The purpose of this paper is to present three novel techniques aimed at increasing the efficiency of the polarization fixed point method for the solution of nonlinear periodic field problems.
Firstly, the characteristic B‐M resulting from the constitutive relation B‐H is replaced by a relation between the components of the harmonics of the vectors B and M. Secondly, a dynamic overrelaxation method is implemented for the convergence acceleration of the iterative process involved. Thirdly, a modified dynamic overrelaxation method is proposed, where only the relation B‐M between the magnitudes of the field vectors is used.

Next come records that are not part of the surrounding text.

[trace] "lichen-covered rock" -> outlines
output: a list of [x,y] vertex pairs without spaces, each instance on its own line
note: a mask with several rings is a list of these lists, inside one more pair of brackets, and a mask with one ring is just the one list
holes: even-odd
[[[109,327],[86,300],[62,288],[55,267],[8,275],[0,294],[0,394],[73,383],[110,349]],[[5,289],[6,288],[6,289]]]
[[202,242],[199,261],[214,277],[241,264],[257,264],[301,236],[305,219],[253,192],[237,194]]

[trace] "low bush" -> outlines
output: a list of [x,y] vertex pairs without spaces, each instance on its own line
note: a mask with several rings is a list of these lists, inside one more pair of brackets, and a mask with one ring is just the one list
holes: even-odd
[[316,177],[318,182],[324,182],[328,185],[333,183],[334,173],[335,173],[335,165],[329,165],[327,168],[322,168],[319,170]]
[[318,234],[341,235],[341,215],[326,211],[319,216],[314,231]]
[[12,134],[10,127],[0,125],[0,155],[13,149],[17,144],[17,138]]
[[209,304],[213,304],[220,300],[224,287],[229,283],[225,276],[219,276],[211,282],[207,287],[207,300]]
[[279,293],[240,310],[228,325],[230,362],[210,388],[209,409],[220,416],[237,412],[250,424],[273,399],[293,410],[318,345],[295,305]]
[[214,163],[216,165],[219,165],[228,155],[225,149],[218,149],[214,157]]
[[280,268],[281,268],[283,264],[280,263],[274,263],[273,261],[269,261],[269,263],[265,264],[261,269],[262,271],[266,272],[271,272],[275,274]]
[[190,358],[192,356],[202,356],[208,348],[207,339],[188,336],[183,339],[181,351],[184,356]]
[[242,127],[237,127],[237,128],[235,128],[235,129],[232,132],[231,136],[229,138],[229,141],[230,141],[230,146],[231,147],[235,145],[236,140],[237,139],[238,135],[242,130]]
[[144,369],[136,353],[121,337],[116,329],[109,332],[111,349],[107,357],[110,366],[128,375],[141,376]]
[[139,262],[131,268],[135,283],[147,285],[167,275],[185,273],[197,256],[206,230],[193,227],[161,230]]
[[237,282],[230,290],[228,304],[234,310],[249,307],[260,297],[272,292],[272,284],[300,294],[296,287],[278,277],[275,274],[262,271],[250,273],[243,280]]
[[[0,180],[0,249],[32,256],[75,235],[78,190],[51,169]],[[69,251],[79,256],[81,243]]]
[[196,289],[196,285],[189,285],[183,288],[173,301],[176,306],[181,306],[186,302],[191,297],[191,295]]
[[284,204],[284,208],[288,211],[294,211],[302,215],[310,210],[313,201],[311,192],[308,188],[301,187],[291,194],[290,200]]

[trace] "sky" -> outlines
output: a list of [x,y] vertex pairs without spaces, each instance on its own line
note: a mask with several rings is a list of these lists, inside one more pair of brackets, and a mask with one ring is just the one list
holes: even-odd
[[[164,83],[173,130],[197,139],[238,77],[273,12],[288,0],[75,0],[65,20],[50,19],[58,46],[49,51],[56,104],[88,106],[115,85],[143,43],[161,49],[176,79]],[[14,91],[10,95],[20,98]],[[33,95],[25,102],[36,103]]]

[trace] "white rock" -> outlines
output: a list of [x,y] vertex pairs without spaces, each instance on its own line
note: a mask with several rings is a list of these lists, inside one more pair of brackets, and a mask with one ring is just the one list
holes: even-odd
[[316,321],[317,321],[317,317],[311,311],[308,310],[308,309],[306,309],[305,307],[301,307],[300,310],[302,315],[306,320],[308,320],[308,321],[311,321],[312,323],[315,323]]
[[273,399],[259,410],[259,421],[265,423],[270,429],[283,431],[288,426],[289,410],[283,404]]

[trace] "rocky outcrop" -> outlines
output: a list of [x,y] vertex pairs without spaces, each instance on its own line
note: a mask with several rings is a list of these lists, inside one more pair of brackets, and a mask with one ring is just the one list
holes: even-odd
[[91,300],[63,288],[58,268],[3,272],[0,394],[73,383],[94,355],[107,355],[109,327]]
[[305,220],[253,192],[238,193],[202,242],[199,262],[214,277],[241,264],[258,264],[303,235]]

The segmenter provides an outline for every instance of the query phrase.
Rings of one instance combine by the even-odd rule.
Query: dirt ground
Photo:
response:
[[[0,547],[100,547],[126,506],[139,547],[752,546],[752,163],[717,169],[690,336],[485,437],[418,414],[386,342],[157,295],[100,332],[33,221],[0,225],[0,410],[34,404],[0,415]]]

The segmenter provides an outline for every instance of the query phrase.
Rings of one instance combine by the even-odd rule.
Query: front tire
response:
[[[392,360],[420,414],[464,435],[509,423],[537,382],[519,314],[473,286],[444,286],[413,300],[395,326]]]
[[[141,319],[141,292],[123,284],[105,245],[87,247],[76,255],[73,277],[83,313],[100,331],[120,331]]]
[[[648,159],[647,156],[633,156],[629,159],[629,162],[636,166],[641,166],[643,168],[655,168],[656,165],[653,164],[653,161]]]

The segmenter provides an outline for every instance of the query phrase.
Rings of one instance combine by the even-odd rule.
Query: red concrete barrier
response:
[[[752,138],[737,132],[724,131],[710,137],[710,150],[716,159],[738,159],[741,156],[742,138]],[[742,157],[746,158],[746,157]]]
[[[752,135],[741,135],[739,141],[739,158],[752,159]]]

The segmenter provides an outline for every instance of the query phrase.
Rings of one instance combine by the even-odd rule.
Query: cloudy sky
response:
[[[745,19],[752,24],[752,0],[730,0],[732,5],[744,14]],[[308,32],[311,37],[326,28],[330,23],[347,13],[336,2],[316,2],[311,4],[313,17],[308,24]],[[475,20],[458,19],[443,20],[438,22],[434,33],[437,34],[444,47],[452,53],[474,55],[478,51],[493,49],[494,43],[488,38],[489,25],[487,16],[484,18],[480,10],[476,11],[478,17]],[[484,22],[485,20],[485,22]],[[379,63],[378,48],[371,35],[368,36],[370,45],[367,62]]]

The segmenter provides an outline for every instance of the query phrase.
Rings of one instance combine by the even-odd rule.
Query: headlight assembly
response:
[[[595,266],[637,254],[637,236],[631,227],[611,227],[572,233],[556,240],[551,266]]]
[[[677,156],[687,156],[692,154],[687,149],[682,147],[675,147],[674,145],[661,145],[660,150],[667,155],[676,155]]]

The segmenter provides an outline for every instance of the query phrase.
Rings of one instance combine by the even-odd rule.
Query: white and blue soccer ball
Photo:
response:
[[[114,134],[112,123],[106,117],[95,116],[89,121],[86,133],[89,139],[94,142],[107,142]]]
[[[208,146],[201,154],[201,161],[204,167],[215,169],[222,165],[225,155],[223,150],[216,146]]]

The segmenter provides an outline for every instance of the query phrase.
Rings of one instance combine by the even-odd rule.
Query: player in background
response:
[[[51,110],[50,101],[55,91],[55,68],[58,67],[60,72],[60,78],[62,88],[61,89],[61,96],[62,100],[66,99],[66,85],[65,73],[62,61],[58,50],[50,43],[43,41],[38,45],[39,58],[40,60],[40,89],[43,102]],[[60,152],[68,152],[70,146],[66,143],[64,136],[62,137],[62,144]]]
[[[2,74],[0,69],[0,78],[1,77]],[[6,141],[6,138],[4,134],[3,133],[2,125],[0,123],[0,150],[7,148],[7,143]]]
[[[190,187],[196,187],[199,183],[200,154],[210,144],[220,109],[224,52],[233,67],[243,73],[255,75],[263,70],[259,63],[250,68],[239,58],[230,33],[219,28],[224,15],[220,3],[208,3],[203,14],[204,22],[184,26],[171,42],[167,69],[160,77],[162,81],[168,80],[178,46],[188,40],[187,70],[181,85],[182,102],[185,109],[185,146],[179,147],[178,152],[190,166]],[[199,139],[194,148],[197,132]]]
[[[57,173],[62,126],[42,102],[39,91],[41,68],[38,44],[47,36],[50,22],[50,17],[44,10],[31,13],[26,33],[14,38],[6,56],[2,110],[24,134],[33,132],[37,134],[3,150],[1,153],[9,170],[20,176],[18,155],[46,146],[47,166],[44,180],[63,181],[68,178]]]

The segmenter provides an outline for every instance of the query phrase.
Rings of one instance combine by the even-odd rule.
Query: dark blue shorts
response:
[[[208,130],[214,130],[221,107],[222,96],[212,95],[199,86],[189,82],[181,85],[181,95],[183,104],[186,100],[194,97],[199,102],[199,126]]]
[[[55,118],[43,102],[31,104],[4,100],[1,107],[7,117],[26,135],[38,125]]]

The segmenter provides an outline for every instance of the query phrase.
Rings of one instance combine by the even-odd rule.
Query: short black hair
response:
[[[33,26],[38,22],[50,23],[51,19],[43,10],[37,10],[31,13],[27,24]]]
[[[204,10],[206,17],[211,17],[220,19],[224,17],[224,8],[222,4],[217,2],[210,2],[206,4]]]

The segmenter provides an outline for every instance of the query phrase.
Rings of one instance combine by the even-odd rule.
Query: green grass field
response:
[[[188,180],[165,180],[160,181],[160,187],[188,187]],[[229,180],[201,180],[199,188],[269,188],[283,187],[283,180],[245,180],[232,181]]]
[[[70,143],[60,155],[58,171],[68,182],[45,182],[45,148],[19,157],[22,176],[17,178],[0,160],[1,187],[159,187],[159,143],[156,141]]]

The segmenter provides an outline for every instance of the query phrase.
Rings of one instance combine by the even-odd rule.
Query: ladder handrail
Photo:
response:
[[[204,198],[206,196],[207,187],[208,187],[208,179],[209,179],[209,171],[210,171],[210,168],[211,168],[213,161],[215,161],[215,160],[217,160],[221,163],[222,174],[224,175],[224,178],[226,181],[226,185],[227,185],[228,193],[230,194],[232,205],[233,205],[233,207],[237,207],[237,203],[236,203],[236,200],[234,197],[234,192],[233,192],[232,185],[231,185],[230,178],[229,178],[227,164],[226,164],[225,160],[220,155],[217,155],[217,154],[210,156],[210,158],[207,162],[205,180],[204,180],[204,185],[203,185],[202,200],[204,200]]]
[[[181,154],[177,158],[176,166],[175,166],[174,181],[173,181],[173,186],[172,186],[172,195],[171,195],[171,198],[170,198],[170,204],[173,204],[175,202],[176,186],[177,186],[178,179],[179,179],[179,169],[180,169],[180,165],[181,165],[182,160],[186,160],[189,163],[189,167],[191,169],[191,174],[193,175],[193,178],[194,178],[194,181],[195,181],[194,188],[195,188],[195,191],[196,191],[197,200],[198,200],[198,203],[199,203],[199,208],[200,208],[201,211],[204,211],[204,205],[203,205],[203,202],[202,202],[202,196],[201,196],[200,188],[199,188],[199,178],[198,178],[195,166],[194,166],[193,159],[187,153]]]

By approximating the actual characteristic B‐M by the relation between the components of the harmonics of the vectors B and M, the amount of computation required for the field analysis is substantially reduced. The rate of convergence of the iterative process is increased by implementing the proposed dynamic overrelaxation technique, with the convergence being further accelerated by applying the modified dynamic overrelaxation presented. The memory space is also well reduced with respect to existent methods and accurate results for nonlinear fields in a real world structure are obtained utilizing a normal size processor notebook in a time of about one‐half of one minute when no induced currents are considered and of about one minute when eddy currents induced in solid ferromagnetic parts are also fully analyzed.
The originality of the novel techniques presented in the paper consists in the drastic approximations proposed for the material characteristics of the nonlinear ferromagnetic media in the analysis of periodic electromagnetic fields. These techniques are highly efficient and yield accurate numerical results.